Brooke Rolfe clasps a hand over her mouth, the shock of the words she’s just heard rendering her mute.
It’s mid-evening, and the Western Australian journalist and PR professional is on the phone. It’s a call she’s been waiting to have for the past two years.
“Oh my God,” she exclaims.
“This is literally the happiest moment of my entire life.”
The millennial has been scouting for property to buy across parts of Western Australia since moving back home from Sydney at the start of 2024.

She’d been to countless inspections and turned her search into a part-time gig, documenting the reality of real estate in her budget to her scores of followers.
One of the last properties she considered was an asbestos shack. It was within her price range of about $500,000, though Rolfe had doubts.
She has been entirely open about her budget, and even made multiple offers on properties during her house hunting. None have been successful – until now.
“The sale price was $615,000, which was a lot more to be honest than I expected to pay because the listing price was going from $499,000,” she said in a recent YouTube video.
“I think I originally offered $570,000 and then I took a few phone calls and I called my mum and my dad and I said ‘I need more money’.”

Rolfe notes there was a lot of back and forth before her offer was finally accepted.
“It makes me so emotional because I just know everything that’s gone into it and I’m just so grateful. I’d actually given up complete hope,” she said.
“I was going to inspections up to three times every week… I was seeing it all.”
She described seeing the trashed houses, the disgusting, stinky houses and properties that were just so far beyond livable “you just didn’t know where to start”.
She said there were also houses that smelled so putrid it seemed like someone had died there, and a separate house where a rodent was squished into the carpet.

The property she ended up securing cost her a total of $615,000. She used the federal government’s 5 per cent deposit scheme to seal the deal.
“The purchase price was $615,000. My deposit was $30,750. My loan was $584,250,” she said, offering a breakdown of the cost.
“In total, I contributed about $51,000 – that was money that left my account. Of that the deposit itself was $30,750 and there was $20,219.25 that was used for things like stamp duty, conveyancing, registration fees, council fees and settlement costs.”
She added prices went up “dramatically” during her two-year search.
“It’s you versus 50 other people who have way more money than I do and it’s like ‘I can’t compete with that’. There’s investors, there’s flippers,” she said.

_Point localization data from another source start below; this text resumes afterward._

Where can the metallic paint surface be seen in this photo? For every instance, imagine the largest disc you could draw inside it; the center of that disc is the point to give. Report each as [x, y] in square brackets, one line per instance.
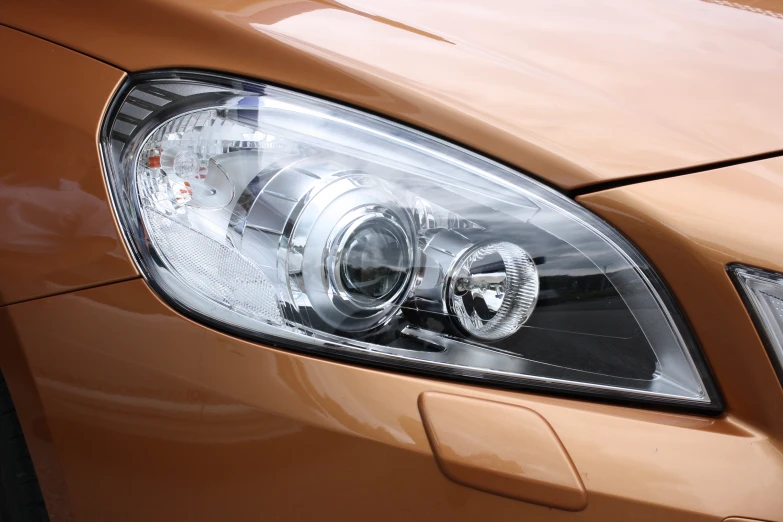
[573, 92]
[691, 227]
[57, 232]
[133, 412]
[157, 418]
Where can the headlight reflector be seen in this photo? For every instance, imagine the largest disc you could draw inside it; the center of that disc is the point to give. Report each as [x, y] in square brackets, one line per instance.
[762, 292]
[296, 221]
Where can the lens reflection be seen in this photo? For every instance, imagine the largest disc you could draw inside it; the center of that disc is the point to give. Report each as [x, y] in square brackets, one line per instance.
[374, 262]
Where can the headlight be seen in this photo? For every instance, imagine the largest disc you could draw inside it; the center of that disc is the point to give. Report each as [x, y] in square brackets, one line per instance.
[312, 226]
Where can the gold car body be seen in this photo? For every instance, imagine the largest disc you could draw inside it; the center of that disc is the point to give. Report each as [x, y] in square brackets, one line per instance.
[663, 118]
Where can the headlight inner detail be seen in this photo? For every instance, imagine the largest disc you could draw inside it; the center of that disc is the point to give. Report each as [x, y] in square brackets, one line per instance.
[292, 220]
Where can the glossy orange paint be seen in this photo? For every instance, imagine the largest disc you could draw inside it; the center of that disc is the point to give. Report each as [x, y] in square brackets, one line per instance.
[573, 92]
[57, 233]
[133, 412]
[691, 227]
[470, 439]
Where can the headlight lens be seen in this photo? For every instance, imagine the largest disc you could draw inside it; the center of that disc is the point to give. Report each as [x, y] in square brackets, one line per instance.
[310, 225]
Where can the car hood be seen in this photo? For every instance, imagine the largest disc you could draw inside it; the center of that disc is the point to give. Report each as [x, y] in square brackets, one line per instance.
[574, 92]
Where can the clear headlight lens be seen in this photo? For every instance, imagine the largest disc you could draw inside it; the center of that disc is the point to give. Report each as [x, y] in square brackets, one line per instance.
[313, 226]
[762, 292]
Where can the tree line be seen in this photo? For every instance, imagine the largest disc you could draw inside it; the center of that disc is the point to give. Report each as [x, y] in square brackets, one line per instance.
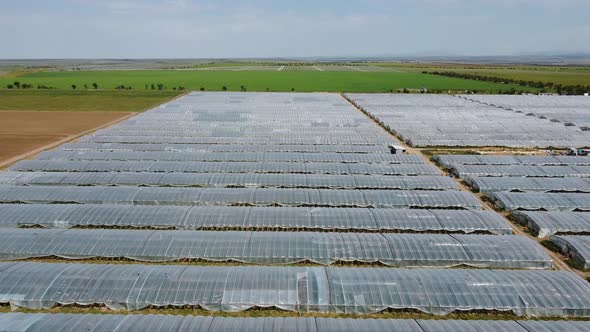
[544, 86]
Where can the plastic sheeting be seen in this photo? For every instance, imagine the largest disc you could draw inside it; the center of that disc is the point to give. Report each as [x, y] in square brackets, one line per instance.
[493, 184]
[360, 149]
[249, 118]
[569, 110]
[277, 247]
[252, 218]
[242, 196]
[452, 160]
[442, 120]
[234, 156]
[575, 246]
[10, 322]
[221, 180]
[541, 201]
[225, 167]
[521, 171]
[302, 289]
[550, 223]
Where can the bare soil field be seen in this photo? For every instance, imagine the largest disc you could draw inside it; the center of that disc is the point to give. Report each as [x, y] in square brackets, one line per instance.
[22, 132]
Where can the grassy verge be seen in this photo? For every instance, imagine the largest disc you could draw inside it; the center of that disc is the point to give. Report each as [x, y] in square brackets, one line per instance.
[272, 312]
[68, 100]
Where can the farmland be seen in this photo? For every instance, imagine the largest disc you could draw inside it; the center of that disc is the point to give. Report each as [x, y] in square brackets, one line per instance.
[24, 131]
[565, 75]
[68, 100]
[251, 80]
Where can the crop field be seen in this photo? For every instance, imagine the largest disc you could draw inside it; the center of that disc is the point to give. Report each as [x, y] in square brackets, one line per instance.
[257, 209]
[565, 75]
[82, 101]
[307, 81]
[23, 131]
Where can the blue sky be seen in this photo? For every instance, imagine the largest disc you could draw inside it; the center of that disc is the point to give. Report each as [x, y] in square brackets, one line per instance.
[297, 28]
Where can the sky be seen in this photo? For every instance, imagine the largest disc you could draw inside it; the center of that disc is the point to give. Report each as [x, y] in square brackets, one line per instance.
[35, 29]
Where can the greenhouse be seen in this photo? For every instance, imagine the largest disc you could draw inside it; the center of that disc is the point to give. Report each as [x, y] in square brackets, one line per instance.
[240, 197]
[301, 157]
[225, 167]
[452, 160]
[252, 218]
[340, 148]
[277, 247]
[542, 201]
[575, 246]
[550, 223]
[521, 171]
[494, 184]
[228, 180]
[23, 322]
[301, 289]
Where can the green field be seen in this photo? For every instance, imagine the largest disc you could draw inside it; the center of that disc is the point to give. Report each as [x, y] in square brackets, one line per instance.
[565, 75]
[67, 100]
[256, 81]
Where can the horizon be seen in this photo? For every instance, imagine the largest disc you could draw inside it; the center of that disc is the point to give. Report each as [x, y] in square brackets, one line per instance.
[262, 29]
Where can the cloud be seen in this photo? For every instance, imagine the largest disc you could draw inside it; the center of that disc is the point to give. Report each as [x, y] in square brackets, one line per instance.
[184, 28]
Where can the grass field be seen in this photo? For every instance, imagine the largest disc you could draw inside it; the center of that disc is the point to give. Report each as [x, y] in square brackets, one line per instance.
[555, 74]
[68, 100]
[256, 80]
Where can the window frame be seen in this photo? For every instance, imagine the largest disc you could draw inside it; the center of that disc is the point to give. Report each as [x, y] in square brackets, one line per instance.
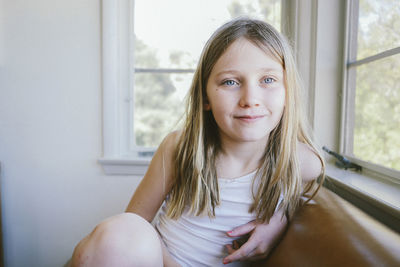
[349, 90]
[120, 155]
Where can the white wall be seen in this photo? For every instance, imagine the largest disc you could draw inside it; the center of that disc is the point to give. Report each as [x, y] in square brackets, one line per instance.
[53, 191]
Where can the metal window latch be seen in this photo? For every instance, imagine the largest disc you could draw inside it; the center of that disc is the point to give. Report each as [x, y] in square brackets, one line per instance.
[342, 162]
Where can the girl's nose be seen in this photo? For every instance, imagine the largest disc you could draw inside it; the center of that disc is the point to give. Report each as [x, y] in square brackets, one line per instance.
[249, 97]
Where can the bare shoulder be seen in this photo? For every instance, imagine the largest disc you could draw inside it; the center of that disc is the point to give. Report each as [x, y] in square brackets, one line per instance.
[310, 164]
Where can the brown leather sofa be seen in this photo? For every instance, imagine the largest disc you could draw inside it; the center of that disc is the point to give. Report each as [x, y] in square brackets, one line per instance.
[330, 231]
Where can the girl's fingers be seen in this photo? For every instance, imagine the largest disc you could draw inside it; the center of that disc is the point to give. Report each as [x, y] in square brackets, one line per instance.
[243, 229]
[242, 253]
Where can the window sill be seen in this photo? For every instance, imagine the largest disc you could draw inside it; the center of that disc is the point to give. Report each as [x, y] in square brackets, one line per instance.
[375, 195]
[125, 166]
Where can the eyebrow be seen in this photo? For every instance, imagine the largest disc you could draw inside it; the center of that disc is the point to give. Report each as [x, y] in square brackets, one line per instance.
[268, 70]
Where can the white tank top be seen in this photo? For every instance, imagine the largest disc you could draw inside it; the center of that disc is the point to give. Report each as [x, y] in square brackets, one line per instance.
[200, 240]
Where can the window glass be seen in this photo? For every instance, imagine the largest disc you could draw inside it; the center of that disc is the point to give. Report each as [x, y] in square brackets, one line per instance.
[378, 26]
[377, 114]
[169, 37]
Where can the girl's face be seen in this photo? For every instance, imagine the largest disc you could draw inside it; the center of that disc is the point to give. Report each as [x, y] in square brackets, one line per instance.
[246, 93]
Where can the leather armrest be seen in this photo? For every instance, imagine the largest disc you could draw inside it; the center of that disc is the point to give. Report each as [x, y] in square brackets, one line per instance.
[330, 231]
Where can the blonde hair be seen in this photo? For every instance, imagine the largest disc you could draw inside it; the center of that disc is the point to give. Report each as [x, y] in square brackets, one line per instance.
[195, 185]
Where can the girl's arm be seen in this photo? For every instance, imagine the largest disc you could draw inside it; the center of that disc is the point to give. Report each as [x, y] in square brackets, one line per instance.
[264, 236]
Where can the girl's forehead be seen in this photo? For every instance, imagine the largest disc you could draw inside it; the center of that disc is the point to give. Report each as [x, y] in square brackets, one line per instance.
[243, 51]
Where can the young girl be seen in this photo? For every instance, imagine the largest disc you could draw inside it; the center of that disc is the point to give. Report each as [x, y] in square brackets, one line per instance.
[232, 175]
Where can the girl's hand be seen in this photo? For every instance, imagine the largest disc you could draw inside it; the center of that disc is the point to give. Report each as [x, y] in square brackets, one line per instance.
[262, 238]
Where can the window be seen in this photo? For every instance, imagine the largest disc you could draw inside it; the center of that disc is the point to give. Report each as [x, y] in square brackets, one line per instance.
[169, 37]
[372, 104]
[150, 49]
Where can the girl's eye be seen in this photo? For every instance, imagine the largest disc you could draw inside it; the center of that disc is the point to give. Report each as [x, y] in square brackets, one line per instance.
[269, 80]
[230, 82]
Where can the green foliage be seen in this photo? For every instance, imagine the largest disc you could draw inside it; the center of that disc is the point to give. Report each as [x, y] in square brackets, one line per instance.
[158, 105]
[377, 107]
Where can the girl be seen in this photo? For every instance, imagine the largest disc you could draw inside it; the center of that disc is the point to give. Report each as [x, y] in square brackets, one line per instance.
[242, 161]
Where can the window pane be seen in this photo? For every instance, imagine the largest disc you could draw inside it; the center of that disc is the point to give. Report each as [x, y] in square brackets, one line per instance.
[378, 27]
[159, 104]
[171, 34]
[377, 114]
[174, 32]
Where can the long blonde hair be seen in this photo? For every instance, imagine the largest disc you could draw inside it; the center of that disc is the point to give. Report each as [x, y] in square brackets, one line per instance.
[196, 185]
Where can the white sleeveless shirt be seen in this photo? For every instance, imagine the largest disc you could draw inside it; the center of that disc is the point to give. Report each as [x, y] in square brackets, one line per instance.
[200, 240]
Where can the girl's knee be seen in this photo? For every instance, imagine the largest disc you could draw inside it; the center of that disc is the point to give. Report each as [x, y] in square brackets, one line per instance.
[122, 240]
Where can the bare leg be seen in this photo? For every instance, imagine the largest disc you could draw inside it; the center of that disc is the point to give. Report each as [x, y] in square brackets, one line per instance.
[123, 240]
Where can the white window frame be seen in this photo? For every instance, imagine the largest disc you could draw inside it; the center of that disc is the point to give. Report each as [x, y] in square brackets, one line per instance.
[349, 88]
[120, 155]
[117, 63]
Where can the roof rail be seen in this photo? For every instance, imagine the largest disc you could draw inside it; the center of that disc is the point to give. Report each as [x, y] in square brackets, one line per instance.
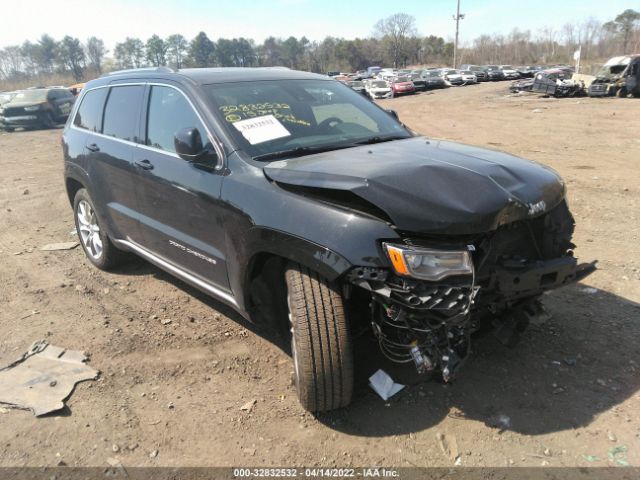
[141, 70]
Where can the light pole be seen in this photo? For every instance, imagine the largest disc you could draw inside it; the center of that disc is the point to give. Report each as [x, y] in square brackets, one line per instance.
[457, 17]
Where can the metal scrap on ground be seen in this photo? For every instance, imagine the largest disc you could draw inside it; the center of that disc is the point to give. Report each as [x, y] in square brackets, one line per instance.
[42, 378]
[59, 246]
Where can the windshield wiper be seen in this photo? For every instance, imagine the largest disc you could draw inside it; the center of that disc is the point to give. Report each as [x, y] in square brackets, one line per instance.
[372, 140]
[299, 151]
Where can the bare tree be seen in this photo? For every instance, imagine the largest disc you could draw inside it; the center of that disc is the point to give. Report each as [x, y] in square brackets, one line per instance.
[96, 52]
[395, 32]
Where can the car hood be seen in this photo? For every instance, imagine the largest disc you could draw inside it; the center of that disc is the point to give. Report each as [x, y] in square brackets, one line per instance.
[427, 186]
[23, 104]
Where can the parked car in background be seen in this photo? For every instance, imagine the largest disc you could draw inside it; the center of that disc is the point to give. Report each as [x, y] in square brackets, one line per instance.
[418, 81]
[451, 76]
[510, 73]
[5, 97]
[480, 72]
[37, 107]
[528, 71]
[468, 77]
[402, 86]
[494, 72]
[378, 89]
[358, 86]
[619, 76]
[432, 79]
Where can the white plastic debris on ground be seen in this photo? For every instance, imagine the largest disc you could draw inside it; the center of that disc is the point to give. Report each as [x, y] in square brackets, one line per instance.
[43, 378]
[384, 385]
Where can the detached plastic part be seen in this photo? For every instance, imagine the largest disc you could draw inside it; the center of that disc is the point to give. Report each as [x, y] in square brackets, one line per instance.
[42, 378]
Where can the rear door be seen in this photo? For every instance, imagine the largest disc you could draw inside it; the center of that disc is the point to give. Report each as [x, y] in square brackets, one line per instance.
[109, 153]
[180, 210]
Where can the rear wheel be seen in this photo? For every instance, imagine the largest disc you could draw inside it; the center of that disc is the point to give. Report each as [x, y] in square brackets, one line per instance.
[94, 240]
[320, 341]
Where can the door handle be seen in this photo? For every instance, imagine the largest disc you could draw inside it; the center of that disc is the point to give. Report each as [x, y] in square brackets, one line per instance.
[144, 164]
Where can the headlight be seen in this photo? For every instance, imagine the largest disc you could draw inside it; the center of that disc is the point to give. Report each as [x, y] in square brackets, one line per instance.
[428, 264]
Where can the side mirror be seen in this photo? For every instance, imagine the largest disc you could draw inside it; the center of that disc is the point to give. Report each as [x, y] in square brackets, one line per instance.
[188, 143]
[189, 147]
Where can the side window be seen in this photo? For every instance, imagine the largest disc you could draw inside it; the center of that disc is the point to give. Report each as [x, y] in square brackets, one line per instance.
[89, 115]
[121, 112]
[169, 111]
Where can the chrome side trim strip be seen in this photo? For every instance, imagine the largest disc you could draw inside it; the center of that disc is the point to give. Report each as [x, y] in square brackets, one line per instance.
[187, 277]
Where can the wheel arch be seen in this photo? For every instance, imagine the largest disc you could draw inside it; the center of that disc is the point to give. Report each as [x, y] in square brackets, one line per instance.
[265, 266]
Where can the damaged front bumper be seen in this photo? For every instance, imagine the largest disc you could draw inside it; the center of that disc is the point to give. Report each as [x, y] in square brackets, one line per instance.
[429, 323]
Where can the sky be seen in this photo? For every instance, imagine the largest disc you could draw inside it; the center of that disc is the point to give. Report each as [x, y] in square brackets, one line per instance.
[113, 20]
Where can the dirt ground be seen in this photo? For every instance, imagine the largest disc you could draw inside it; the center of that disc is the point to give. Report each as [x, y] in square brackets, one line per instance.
[177, 366]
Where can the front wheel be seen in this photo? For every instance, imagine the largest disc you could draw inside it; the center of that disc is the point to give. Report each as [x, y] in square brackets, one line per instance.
[94, 239]
[320, 341]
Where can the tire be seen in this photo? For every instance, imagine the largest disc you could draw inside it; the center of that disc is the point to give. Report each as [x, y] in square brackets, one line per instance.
[49, 121]
[94, 240]
[320, 341]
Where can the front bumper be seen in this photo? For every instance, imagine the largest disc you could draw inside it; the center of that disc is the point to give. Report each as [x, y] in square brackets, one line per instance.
[380, 95]
[533, 278]
[599, 90]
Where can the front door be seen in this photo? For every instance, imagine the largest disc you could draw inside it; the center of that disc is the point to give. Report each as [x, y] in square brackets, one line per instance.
[110, 143]
[179, 203]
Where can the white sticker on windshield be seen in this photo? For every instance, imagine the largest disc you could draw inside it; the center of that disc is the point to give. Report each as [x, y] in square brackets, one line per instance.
[261, 129]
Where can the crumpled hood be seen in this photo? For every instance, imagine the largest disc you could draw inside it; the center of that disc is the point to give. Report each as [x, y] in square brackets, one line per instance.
[429, 186]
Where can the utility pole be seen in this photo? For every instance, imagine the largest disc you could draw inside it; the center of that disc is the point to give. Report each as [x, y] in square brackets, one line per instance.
[457, 17]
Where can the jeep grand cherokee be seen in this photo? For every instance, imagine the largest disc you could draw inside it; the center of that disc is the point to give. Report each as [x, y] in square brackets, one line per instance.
[289, 196]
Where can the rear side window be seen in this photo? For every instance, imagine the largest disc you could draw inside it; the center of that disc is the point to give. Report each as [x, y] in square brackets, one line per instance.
[121, 112]
[89, 114]
[169, 111]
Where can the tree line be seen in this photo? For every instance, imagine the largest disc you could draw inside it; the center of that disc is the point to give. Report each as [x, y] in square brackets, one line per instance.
[395, 42]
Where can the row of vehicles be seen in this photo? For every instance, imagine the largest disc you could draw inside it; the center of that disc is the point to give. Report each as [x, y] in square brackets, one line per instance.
[377, 82]
[40, 107]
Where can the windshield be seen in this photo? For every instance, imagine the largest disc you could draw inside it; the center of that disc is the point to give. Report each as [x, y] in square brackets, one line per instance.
[268, 119]
[5, 97]
[30, 96]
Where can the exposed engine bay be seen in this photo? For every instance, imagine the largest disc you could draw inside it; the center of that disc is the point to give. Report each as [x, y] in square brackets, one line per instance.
[429, 323]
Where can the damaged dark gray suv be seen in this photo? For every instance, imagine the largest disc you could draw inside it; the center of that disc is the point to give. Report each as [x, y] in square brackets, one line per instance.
[298, 202]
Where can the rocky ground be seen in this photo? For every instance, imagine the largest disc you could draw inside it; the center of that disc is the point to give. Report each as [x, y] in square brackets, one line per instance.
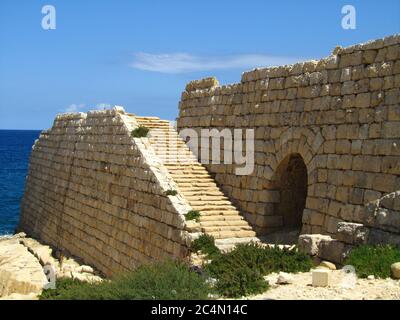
[300, 288]
[27, 266]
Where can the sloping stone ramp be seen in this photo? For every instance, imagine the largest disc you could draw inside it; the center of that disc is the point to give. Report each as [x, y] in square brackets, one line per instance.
[219, 217]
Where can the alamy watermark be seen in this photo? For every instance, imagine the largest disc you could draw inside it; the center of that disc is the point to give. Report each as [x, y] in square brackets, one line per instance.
[208, 146]
[349, 18]
[49, 19]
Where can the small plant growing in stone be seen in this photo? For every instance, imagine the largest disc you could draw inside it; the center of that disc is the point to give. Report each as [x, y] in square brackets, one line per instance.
[140, 132]
[206, 244]
[171, 192]
[193, 215]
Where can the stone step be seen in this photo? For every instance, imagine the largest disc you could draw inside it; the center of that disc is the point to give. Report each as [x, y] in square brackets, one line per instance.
[223, 223]
[232, 234]
[226, 228]
[217, 218]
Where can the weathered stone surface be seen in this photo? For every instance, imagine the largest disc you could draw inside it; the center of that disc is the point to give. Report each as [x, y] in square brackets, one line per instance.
[310, 242]
[352, 233]
[339, 114]
[395, 270]
[20, 271]
[327, 265]
[284, 278]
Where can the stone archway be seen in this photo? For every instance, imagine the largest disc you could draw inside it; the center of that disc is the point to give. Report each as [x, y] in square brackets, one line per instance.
[291, 182]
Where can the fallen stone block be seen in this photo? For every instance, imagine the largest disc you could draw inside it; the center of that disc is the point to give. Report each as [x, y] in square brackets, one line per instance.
[321, 277]
[20, 271]
[309, 243]
[395, 269]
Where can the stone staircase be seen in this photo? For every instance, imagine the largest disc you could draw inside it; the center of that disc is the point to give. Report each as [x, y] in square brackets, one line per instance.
[219, 217]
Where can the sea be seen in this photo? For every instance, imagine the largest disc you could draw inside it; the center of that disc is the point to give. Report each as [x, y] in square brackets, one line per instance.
[15, 149]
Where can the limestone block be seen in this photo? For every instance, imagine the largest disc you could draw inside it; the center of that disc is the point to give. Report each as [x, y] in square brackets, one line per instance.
[20, 271]
[321, 277]
[310, 243]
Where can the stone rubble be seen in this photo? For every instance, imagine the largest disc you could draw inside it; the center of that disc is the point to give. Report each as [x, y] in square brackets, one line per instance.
[22, 262]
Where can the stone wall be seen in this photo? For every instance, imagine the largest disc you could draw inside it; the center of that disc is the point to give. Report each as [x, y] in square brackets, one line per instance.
[341, 115]
[97, 193]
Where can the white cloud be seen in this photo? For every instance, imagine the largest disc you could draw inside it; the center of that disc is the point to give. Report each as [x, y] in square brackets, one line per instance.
[82, 107]
[103, 106]
[185, 62]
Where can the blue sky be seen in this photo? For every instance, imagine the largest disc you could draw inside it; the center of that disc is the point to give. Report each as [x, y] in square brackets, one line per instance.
[140, 54]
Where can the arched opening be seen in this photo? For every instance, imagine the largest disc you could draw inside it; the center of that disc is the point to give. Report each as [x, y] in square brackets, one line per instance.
[289, 184]
[291, 181]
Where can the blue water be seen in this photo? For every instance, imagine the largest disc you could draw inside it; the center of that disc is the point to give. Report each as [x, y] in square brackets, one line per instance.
[15, 149]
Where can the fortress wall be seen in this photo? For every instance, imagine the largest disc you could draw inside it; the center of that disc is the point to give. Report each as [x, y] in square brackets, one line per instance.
[341, 114]
[98, 194]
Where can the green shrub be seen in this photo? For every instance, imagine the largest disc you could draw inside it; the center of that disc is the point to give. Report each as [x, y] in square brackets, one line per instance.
[373, 260]
[162, 281]
[193, 215]
[171, 192]
[206, 244]
[140, 132]
[240, 271]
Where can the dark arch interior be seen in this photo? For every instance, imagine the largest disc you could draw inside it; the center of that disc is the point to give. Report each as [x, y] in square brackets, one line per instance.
[292, 185]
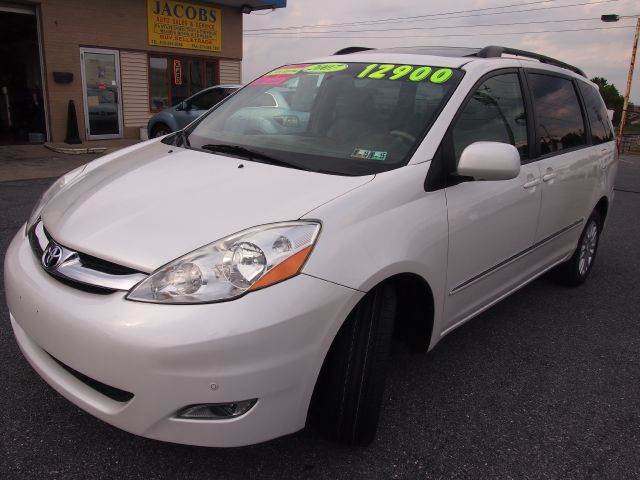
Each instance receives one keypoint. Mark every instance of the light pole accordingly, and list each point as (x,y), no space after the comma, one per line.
(625,105)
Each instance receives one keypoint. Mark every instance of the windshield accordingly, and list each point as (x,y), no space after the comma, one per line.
(341,118)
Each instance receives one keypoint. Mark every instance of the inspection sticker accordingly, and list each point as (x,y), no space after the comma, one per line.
(377,155)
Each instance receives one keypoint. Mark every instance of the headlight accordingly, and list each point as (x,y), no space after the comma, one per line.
(62,183)
(229,268)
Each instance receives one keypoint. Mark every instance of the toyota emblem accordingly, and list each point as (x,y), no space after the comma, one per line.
(52,256)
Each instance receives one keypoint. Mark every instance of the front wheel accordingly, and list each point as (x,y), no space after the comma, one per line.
(348,394)
(576,270)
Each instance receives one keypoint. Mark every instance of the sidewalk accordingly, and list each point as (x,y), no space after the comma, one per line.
(24,162)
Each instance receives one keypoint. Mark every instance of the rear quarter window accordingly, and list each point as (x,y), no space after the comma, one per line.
(560,125)
(597,112)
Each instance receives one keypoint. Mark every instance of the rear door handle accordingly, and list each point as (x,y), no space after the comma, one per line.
(532,183)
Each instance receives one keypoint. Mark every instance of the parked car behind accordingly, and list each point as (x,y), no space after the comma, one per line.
(180,115)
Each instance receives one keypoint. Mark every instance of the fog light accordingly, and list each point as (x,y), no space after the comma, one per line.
(217,411)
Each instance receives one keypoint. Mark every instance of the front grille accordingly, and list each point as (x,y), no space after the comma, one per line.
(83,271)
(95,263)
(113,393)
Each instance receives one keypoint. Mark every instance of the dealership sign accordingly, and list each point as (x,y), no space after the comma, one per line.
(184,25)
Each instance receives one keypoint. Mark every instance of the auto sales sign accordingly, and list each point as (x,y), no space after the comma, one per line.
(184,25)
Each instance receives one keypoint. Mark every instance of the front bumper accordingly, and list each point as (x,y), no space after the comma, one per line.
(267,345)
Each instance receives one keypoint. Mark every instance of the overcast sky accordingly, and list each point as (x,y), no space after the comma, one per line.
(603,53)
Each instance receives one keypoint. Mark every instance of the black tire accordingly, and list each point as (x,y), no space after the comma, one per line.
(159,130)
(576,270)
(348,394)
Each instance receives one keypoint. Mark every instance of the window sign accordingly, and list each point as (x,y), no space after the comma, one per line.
(177,72)
(184,25)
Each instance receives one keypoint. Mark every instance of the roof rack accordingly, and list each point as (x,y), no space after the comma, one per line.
(494,51)
(348,50)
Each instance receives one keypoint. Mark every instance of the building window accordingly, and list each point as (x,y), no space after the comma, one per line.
(158,83)
(166,88)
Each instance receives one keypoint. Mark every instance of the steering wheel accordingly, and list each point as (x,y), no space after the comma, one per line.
(402,135)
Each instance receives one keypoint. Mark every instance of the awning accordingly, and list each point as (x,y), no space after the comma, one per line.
(254,4)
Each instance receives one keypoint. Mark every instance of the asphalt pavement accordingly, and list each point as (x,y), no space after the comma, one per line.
(546,384)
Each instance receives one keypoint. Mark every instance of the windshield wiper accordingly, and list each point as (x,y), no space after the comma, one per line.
(249,154)
(182,135)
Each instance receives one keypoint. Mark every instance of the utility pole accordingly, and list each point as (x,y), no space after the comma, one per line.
(625,106)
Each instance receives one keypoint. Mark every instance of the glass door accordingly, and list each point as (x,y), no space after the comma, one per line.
(102,95)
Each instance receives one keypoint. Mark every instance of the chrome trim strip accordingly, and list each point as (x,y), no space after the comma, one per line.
(71,268)
(513,258)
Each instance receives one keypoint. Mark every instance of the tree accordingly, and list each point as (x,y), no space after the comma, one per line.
(611,96)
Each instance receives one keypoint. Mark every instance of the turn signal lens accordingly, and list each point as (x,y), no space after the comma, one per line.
(287,269)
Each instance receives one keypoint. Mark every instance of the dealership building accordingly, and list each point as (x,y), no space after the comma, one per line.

“There’s a lot of people who have financial backing that I will never have access to.”
Rolfe is now focusing on what she can afford to spend to renovate her new home.
Since the COVID-19 pandemic of 2020, the property market in the west has followed the trajectory of Australia’s other major cities with a surge in home prices.
As of March 2026, Perth’s median house price is $1.179 million.
This is up from December 2025 when it was $1,087,762. This figure is a jump even from June 2025, when the median house price for Perth was $954,686.